We are still in it to win it, and we want to keep hearing advice and warnings and wise words because we know we have a lot to learn.  We know we can’t brag on 4 easy years.

Saying that marriage is easy is like saying that infertility is a piece of cake.

…it’s like saying having breast cancer is a piece of cake.

…it’s like saying parenting is a piece of cake.

But when you haven’t struggled with infertility or breast cancer or parenting it’s pretty easy to act like it *should be* a piece of cake.

The truth is infertility is a beast and it has crumpled even the best of them.

The truth is living through breast cancer has killed people.  Lots and lots of people.

The truth is parenting is the most ridiculously hard experience and a lot of people are ravaged by their children.  Heart broken.

The truth is marriage is one of the most difficult things to do IN ALL OF LIFE and more people fail to do well than thrive.

More people cheat than don’t.

More people get divorced than don’t.

More people fail to love their spouse well, than to actually continuously love, grow and thrive through the myriad of unbearable struggles and triumphs of life.

So don’t act like marriage is a pie in the sky and no one but you, (apparently) needs advice or warnings. 

The person I want to see write this article is the one who has been married for 10, 15, 25 or 40 years who can say this is what life has looked like and done to us and here is how we made it.  I want them to not just warn me but also describe in detail everything  we can do to enjoy lasting intimacy while raising amazing, life-giving healthy children.

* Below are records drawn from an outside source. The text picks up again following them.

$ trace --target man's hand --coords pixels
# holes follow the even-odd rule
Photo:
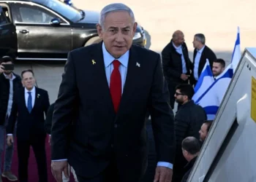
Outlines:
[[[48,143],[49,143],[49,145],[50,146],[50,135],[48,135]]]
[[[166,167],[157,166],[154,182],[171,182],[173,170]]]
[[[186,81],[189,79],[189,76],[187,76],[187,74],[182,74],[181,75],[181,79],[183,79],[184,81]]]
[[[7,138],[7,143],[8,146],[12,146],[13,143],[13,136],[8,135]]]
[[[62,172],[66,178],[69,178],[67,161],[52,161],[51,173],[57,182],[62,182]]]
[[[4,66],[0,65],[0,74],[4,73]]]

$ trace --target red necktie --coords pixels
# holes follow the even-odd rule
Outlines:
[[[113,61],[114,69],[113,70],[110,76],[110,90],[116,113],[117,113],[117,111],[118,109],[121,98],[121,74],[119,72],[120,64],[121,63],[118,60],[114,60]]]

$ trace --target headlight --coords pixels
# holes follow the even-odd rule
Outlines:
[[[137,39],[141,37],[141,34],[139,32],[136,32],[135,36],[133,36],[133,40]]]

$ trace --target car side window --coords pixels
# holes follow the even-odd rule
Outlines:
[[[0,25],[5,25],[7,23],[7,19],[6,18],[4,12],[2,11],[0,7]]]
[[[20,13],[18,22],[27,23],[50,23],[56,16],[46,9],[37,6],[20,4],[18,7]]]

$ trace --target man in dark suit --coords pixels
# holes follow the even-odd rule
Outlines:
[[[28,182],[28,162],[30,146],[32,146],[37,163],[39,182],[47,182],[45,155],[45,116],[50,106],[48,92],[34,86],[31,70],[21,73],[25,88],[15,92],[12,108],[7,127],[7,144],[13,143],[13,129],[17,117],[17,146],[18,178]]]
[[[201,74],[206,59],[209,60],[211,68],[214,60],[217,59],[214,52],[206,45],[206,37],[203,33],[197,33],[194,36],[193,46],[195,47],[193,55],[193,69],[190,82],[195,85]]]
[[[4,56],[0,60],[0,175],[9,181],[17,181],[17,177],[11,172],[13,155],[13,145],[4,144],[6,142],[6,127],[11,114],[13,93],[22,87],[20,76],[13,73],[13,70],[6,70],[4,66],[13,64],[12,59]],[[2,154],[4,153],[4,163],[1,173]],[[0,176],[0,182],[2,182]]]
[[[174,108],[176,87],[180,84],[187,84],[192,63],[182,31],[176,31],[173,39],[162,52],[162,68],[168,84],[170,105]]]
[[[130,8],[101,11],[103,42],[72,51],[53,116],[52,171],[79,182],[138,182],[147,167],[148,111],[157,152],[154,181],[170,182],[175,149],[173,114],[167,103],[160,56],[132,45],[137,23]],[[73,123],[72,123],[73,122]]]

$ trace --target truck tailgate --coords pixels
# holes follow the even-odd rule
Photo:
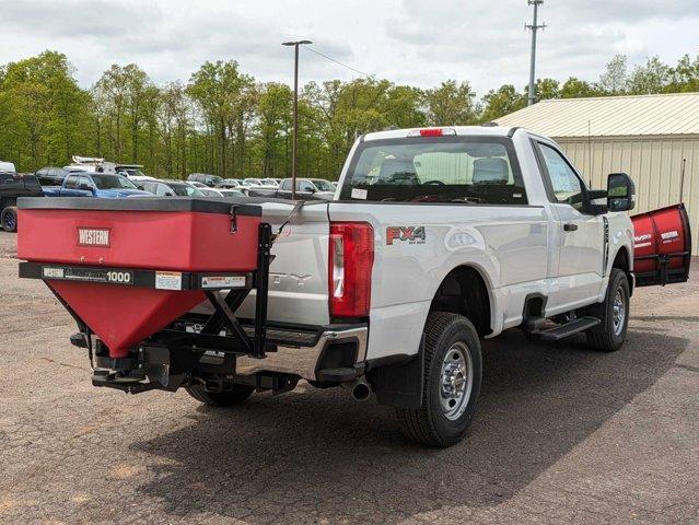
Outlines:
[[[273,233],[293,210],[291,202],[260,203],[263,221],[272,225]],[[269,268],[270,322],[315,326],[329,323],[328,236],[328,205],[325,201],[306,202],[284,226],[271,249],[275,258]],[[254,298],[253,291],[236,312],[240,317],[255,316]]]

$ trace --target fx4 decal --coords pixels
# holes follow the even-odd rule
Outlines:
[[[424,244],[426,238],[424,226],[386,228],[386,245],[388,246],[392,246],[394,241],[403,241],[408,244]]]

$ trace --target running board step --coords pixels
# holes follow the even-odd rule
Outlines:
[[[566,337],[589,330],[602,323],[597,317],[579,317],[564,325],[548,330],[533,331],[535,336],[545,341],[559,341]]]

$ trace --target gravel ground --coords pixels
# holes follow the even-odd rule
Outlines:
[[[74,326],[0,233],[2,523],[699,523],[699,280],[639,290],[628,343],[485,345],[445,451],[308,385],[210,409],[93,388]]]

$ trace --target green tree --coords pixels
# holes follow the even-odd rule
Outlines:
[[[485,109],[480,116],[480,120],[489,122],[508,115],[510,113],[522,109],[526,106],[526,94],[517,93],[512,84],[505,84],[498,90],[490,90],[484,96]]]
[[[694,60],[685,55],[671,69],[671,81],[666,88],[669,93],[699,91],[699,55]]]
[[[672,82],[669,66],[659,57],[649,58],[644,65],[633,68],[627,79],[627,92],[632,95],[663,93]]]
[[[583,98],[587,96],[596,96],[598,92],[595,88],[584,80],[570,77],[560,89],[561,98]]]
[[[62,54],[40,55],[2,68],[0,156],[20,170],[67,163],[86,141],[89,96]]]
[[[607,62],[605,71],[599,77],[597,89],[606,95],[626,93],[628,83],[628,59],[626,55],[616,55]]]
[[[241,170],[245,161],[256,97],[254,79],[241,73],[234,60],[207,61],[189,79],[187,91],[215,136],[218,175],[232,175],[229,171]]]
[[[474,124],[478,118],[476,93],[468,82],[442,82],[439,88],[424,92],[427,121],[431,126]]]
[[[560,98],[560,83],[554,79],[537,79],[535,86],[535,100],[536,102],[546,101],[549,98]],[[524,88],[525,96],[529,97],[529,86]]]

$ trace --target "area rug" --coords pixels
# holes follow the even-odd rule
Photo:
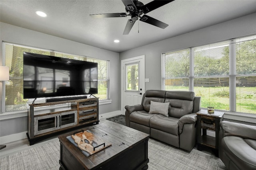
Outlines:
[[[152,139],[148,141],[149,170],[226,170],[214,156],[193,149],[190,152]],[[49,170],[60,167],[60,142],[56,140],[0,159],[1,170]]]
[[[106,119],[117,123],[121,125],[125,125],[125,115],[118,115]]]
[[[125,124],[124,115],[108,119]],[[150,138],[148,164],[149,170],[226,170],[219,158],[193,149],[189,152]],[[50,141],[0,159],[1,170],[58,170],[60,142]]]

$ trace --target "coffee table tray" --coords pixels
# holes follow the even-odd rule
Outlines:
[[[74,135],[81,137],[79,146],[72,137]],[[103,140],[97,134],[88,130],[85,131],[83,131],[79,133],[74,133],[72,135],[67,136],[66,138],[87,157],[112,145],[109,141],[106,139]]]

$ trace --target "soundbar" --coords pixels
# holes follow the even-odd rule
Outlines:
[[[87,98],[87,96],[77,96],[77,97],[67,97],[61,98],[53,98],[51,99],[46,99],[46,103],[50,102],[64,101],[66,100],[78,100],[78,99],[84,99]]]

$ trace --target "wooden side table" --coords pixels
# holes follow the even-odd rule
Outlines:
[[[199,150],[210,149],[215,156],[218,156],[220,122],[223,120],[224,113],[224,112],[216,111],[214,113],[210,114],[207,110],[201,110],[196,113],[197,149]],[[207,129],[215,131],[215,137],[208,135]]]

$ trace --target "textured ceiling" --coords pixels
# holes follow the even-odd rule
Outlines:
[[[256,12],[256,0],[176,0],[147,14],[169,24],[166,28],[137,21],[128,35],[123,32],[130,17],[89,16],[125,12],[121,0],[0,0],[0,7],[1,22],[120,53]]]

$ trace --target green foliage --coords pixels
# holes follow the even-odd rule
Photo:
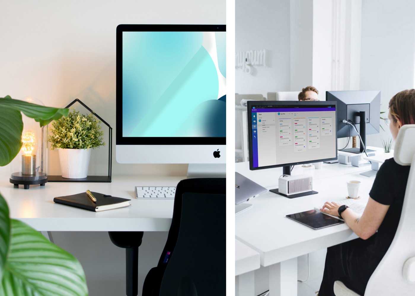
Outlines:
[[[23,222],[11,221],[12,235],[0,295],[88,294],[83,270],[73,255]]]
[[[14,158],[22,146],[23,112],[43,126],[68,109],[0,98],[0,165]],[[86,296],[85,274],[73,255],[23,222],[10,219],[0,194],[0,296]]]
[[[96,148],[105,145],[100,122],[92,114],[85,116],[79,112],[71,112],[66,117],[52,123],[53,134],[48,140],[52,143],[52,149]]]
[[[14,99],[10,96],[0,98],[0,166],[10,163],[22,147],[23,123],[21,112],[42,126],[67,115],[69,110]]]
[[[392,139],[389,138],[386,141],[382,139],[382,145],[383,147],[383,151],[385,153],[389,153],[391,152],[391,148],[392,147]]]

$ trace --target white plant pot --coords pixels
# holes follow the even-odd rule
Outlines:
[[[68,179],[82,179],[88,175],[88,166],[91,149],[59,149],[62,177]]]

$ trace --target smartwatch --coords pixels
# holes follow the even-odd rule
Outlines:
[[[345,204],[342,205],[339,207],[339,209],[337,210],[337,213],[339,214],[339,216],[343,219],[343,218],[342,218],[342,213],[344,211],[344,210],[348,207],[349,207]]]

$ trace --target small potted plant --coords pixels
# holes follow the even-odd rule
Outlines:
[[[385,153],[389,153],[391,152],[392,143],[392,139],[390,138],[386,140],[384,140],[383,139],[382,139],[382,145],[383,146],[383,151],[385,152]]]
[[[85,116],[75,111],[52,122],[48,140],[52,149],[59,149],[62,177],[86,177],[91,149],[105,145],[100,122],[92,114]]]

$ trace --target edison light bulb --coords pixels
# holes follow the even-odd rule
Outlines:
[[[34,175],[36,172],[36,155],[33,154],[35,140],[34,133],[25,131],[22,135],[22,173]]]
[[[24,155],[32,155],[34,149],[34,133],[31,131],[23,133],[22,135],[22,151]]]

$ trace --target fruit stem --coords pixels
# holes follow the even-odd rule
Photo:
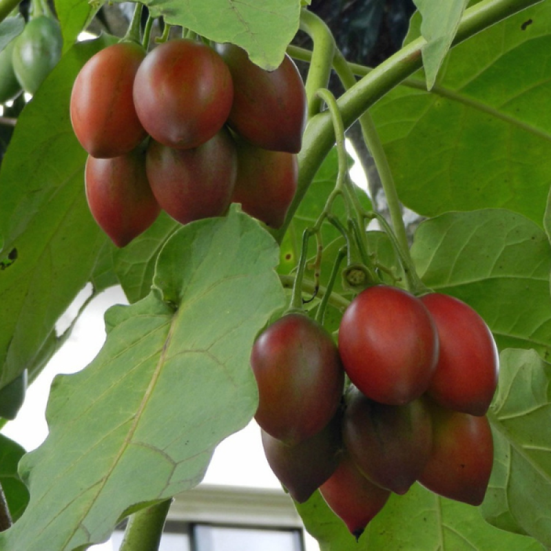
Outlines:
[[[152,551],[158,549],[163,528],[172,499],[160,501],[134,513],[128,521],[121,551]]]
[[[463,42],[487,27],[541,0],[482,0],[465,10],[453,46]],[[345,127],[350,126],[362,113],[404,79],[422,66],[422,48],[427,43],[422,37],[402,48],[358,81],[337,101]],[[327,112],[312,117],[306,125],[302,148],[298,154],[298,186],[285,218],[273,232],[281,242],[298,205],[304,197],[316,171],[335,143],[331,116]]]
[[[300,26],[312,39],[313,48],[310,59],[310,67],[304,88],[308,101],[308,116],[320,112],[322,100],[316,92],[320,88],[326,88],[333,65],[335,53],[335,39],[325,22],[311,12],[304,8],[300,12]]]

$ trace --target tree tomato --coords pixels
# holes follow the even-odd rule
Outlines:
[[[84,65],[71,94],[71,122],[79,141],[93,157],[118,157],[136,147],[147,133],[132,99],[134,80],[145,50],[119,42]]]
[[[339,328],[344,370],[366,396],[400,405],[428,387],[438,360],[436,328],[423,303],[386,285],[362,291]]]
[[[180,39],[149,52],[136,75],[134,101],[144,128],[171,147],[196,147],[212,138],[229,114],[231,75],[202,42]]]
[[[421,300],[436,324],[440,345],[428,393],[445,408],[484,415],[497,386],[499,360],[491,331],[457,298],[432,293]]]
[[[253,345],[258,385],[255,418],[274,438],[297,444],[319,433],[340,403],[344,373],[323,326],[302,313],[284,315]]]
[[[117,247],[145,231],[160,211],[147,181],[141,148],[110,159],[89,156],[85,181],[90,211]]]
[[[273,71],[249,61],[233,44],[218,44],[216,51],[229,67],[234,97],[229,124],[258,147],[298,153],[306,121],[306,98],[300,74],[287,54]]]

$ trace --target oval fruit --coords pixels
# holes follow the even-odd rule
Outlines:
[[[268,464],[295,501],[306,501],[337,468],[342,453],[340,424],[337,412],[319,433],[293,446],[261,429]]]
[[[132,98],[134,80],[145,50],[120,42],[92,56],[81,70],[71,94],[71,123],[92,157],[118,157],[146,137]]]
[[[346,454],[332,476],[320,486],[320,492],[356,541],[391,495],[388,490],[379,488],[363,476]]]
[[[117,247],[124,247],[147,229],[160,211],[141,149],[110,159],[89,156],[85,182],[90,211]]]
[[[337,411],[344,373],[337,346],[323,326],[300,313],[284,315],[253,345],[258,385],[255,419],[287,444],[319,433]]]
[[[419,399],[387,406],[353,389],[346,397],[342,437],[364,476],[378,486],[405,494],[430,455],[430,415]]]
[[[136,75],[134,102],[143,127],[171,147],[196,147],[222,127],[233,98],[222,58],[202,42],[165,42],[149,53]]]
[[[432,293],[421,300],[436,324],[440,345],[428,394],[443,407],[484,415],[497,386],[499,358],[491,331],[457,298]]]
[[[34,94],[61,59],[63,39],[59,23],[40,15],[31,19],[15,39],[12,61],[23,89]]]
[[[296,155],[236,140],[238,171],[233,202],[271,228],[283,225],[298,181]]]
[[[249,61],[238,46],[219,44],[216,51],[233,81],[230,127],[258,147],[298,153],[307,105],[302,79],[293,60],[286,54],[277,69],[266,71]]]
[[[157,202],[180,224],[220,216],[233,192],[236,146],[224,129],[191,149],[176,149],[152,140],[146,170]]]
[[[362,291],[344,312],[339,351],[361,392],[381,404],[399,406],[428,387],[438,339],[420,300],[396,287],[377,285]]]
[[[436,494],[480,505],[494,457],[492,429],[478,417],[431,404],[433,450],[419,481]]]

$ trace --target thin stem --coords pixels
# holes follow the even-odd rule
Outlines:
[[[541,0],[482,0],[466,10],[453,45],[463,42],[485,28]],[[422,37],[391,56],[359,81],[337,100],[343,122],[350,126],[362,113],[422,65],[421,49],[426,44]],[[281,242],[298,205],[304,198],[316,171],[335,143],[335,134],[329,113],[320,113],[306,126],[302,149],[298,155],[298,186],[284,223],[273,232]]]
[[[320,112],[322,107],[321,99],[316,92],[320,88],[326,88],[329,82],[335,48],[335,39],[325,22],[306,9],[300,12],[300,29],[314,43],[304,85],[308,116],[312,117]]]
[[[156,551],[172,499],[142,509],[130,517],[121,544],[121,551]]]

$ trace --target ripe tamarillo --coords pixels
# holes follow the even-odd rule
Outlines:
[[[287,314],[265,329],[251,366],[258,385],[255,419],[289,445],[319,433],[339,407],[344,373],[337,346],[305,314]]]
[[[119,42],[91,57],[71,93],[71,123],[81,145],[93,157],[118,157],[145,138],[132,100],[134,80],[145,50]]]
[[[488,417],[453,411],[426,399],[433,422],[433,450],[419,481],[444,497],[480,505],[494,459]]]
[[[339,351],[361,392],[381,404],[399,406],[428,387],[438,360],[436,327],[419,299],[376,285],[362,291],[344,312]]]
[[[378,486],[405,494],[430,455],[430,415],[420,399],[387,406],[354,388],[346,395],[342,437],[364,476]]]
[[[440,346],[428,394],[443,407],[485,415],[497,386],[499,359],[491,331],[457,298],[431,293],[421,300],[436,324]]]
[[[117,247],[147,229],[160,211],[147,181],[141,148],[110,159],[89,156],[84,177],[90,211]]]
[[[229,205],[236,182],[235,143],[224,129],[189,149],[151,140],[146,171],[157,202],[180,224],[220,216]]]
[[[320,492],[356,540],[391,495],[389,490],[370,482],[346,453],[335,472],[320,486]]]
[[[295,501],[307,501],[337,468],[342,453],[340,425],[337,411],[319,433],[291,446],[262,430],[266,459]]]
[[[258,147],[298,153],[306,122],[306,98],[293,60],[285,54],[277,69],[266,71],[238,46],[218,44],[216,48],[233,82],[230,127]]]

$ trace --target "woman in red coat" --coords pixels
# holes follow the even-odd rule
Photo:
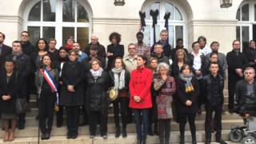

And I want that person to tell me, Grace Biskie —the one slogging through 12 years of marriage with 2 little kids and a helluva lot of baggage— what advice and warnings I need so that God willing Dave & I can make it another 12, 24 or 48 years.

That’s what I need and that’s what my friends need.  And I will not stop giving warnings to people I love about the pitfalls and hardships of marriage.  And if I do stop loving my friends through hard words, I expect them to slap me.  Hard.

It’s not ‘cynicism’ as she says, it’s choosing to live in reality.

The reality being that divorce emotionally ravages people, and their children.  All I ask, is that we treat people respectfully by acknowledging the difficulty and offering fair warning and loving advice.

And if you know me, you’ve been warned.